Watch the truncated field on every response. When truncated is True, the result set was capped at 10,000 rows; False means you got everything that matched. For exploration in a notebook a single call is fine — for any data pipeline that downstream code depends on, paginate until truncated is False, the way fetch_all_results does above.

Feature engineering¶

Raw data needs to be transformed into features a model can learn from. Here are the features that tend to matter in Hong Kong racing:

import numpy as np

# Binary target
df['won'] = df['is_winner'].astype(int)

# Odds-implied probability (market's view)
df['implied_prob'] = 1 / df['odds']

# Draw advantage: lower draws are generally better in HK
# Normalise by field size
df['draw_pct'] = df['draw'] / df['field_size']
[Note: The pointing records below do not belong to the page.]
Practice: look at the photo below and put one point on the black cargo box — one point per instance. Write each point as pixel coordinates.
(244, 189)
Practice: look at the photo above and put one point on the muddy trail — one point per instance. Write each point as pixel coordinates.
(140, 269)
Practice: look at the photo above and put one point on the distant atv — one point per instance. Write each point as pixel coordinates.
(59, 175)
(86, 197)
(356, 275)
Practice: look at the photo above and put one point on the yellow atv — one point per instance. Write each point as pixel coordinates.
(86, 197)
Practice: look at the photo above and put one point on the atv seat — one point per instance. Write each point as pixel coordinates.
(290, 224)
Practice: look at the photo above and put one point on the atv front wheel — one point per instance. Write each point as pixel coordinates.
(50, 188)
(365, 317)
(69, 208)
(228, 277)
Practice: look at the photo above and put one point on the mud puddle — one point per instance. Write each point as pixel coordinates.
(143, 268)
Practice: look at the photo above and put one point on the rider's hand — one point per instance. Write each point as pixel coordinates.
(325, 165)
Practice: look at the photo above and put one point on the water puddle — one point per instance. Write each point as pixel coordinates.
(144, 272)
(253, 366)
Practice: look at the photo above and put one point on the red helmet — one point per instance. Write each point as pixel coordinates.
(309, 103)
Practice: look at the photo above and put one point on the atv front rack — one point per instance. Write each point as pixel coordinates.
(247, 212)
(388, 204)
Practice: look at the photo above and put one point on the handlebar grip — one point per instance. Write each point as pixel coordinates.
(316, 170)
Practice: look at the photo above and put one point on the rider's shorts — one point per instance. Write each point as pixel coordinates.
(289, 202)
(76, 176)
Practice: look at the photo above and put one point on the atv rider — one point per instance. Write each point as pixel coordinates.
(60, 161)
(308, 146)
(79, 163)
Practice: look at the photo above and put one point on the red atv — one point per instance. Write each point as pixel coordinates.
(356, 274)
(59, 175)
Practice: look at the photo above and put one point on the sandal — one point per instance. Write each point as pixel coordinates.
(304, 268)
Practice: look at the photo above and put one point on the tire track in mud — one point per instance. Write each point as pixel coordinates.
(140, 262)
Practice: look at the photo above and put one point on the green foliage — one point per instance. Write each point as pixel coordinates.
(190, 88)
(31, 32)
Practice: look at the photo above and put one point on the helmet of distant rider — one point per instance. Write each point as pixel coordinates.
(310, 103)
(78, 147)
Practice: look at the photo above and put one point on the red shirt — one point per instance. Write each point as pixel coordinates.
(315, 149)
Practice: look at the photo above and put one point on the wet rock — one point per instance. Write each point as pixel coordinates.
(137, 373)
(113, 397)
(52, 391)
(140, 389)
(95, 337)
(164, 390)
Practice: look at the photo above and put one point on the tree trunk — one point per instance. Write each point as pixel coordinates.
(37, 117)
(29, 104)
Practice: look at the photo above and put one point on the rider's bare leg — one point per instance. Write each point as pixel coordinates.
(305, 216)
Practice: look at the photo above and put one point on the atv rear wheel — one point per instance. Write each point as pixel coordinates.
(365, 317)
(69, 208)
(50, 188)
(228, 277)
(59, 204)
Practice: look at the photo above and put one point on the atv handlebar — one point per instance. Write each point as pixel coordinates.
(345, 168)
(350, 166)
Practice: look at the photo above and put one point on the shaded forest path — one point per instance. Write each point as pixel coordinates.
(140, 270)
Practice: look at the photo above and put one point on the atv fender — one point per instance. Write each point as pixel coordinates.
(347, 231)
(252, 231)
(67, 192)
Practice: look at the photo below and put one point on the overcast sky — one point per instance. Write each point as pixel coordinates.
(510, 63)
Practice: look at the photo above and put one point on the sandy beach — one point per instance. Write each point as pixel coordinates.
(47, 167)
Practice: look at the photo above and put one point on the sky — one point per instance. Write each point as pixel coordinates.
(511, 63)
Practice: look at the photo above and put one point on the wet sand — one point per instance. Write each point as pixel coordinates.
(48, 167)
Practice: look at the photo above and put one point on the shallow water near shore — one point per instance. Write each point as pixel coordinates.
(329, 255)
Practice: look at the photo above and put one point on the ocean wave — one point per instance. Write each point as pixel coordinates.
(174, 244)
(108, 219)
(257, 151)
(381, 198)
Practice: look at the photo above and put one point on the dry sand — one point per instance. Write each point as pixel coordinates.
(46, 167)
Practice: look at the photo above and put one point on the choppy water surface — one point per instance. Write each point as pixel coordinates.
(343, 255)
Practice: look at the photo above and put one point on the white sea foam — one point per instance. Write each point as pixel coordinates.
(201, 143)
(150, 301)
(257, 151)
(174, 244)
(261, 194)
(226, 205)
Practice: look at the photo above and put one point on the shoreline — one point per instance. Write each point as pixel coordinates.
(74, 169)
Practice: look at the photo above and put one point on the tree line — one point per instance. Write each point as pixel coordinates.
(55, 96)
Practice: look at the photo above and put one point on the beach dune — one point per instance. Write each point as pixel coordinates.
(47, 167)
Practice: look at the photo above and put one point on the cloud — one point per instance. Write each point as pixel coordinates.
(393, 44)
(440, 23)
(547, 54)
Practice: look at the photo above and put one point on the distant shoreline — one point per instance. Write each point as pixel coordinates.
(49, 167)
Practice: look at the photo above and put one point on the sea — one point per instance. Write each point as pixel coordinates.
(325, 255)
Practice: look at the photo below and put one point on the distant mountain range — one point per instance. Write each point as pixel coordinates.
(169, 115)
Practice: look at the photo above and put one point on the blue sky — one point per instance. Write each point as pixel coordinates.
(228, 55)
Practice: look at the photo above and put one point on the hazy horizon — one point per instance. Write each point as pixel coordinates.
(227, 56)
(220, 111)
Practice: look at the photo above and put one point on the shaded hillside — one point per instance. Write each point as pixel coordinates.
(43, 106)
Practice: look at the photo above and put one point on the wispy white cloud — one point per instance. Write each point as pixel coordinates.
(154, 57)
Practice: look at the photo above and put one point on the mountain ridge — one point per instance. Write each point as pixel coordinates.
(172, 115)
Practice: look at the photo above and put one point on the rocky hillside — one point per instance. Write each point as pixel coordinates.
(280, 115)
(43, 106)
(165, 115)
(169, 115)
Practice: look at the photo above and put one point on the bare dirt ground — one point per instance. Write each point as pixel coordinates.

# Weight carried relative to field
df['weight_diff'] = df.groupby(['race_date', 'race_number'])['weight'].transform(
    lambda x: x - x.mean()
)

# Horse weight (condition indicator)
df['horse_weight_diff'] = df.groupby(['race_date', 'race_number'])['declared_horse_weight'].transform(
    lambda x: x - x.mean()
)

# Experience
df['log_starts'] = np.log1p(df['career_total_starts'].fillna(0))

# Rating (handicap mark)
df['rating_diff'] = df.groupby(['race_date', 'race_number'])['entry_rating'].transform(
    lambda x: x - x.mean()
)

# Encode categoricals
df['is_happy_valley'] = (df['venue'] == 'Happy Valley').astype(int)
df['is_turf'] = (df['surface_type'] == 'Turf').astype(int)

# Distance buckets
df['is_sprint'] = (df['distance'] <= 1200).astype(int)
df['is_mile'] = ((df['distance'] > 1200) & (df['distance'] <= 1600)).astype(int)
df['is_middle'] = (df['distance'] > 1600).astype(int)

Train-test split¶

In racing prediction, you must split by time, not randomly. You can't train on future data and predict the past.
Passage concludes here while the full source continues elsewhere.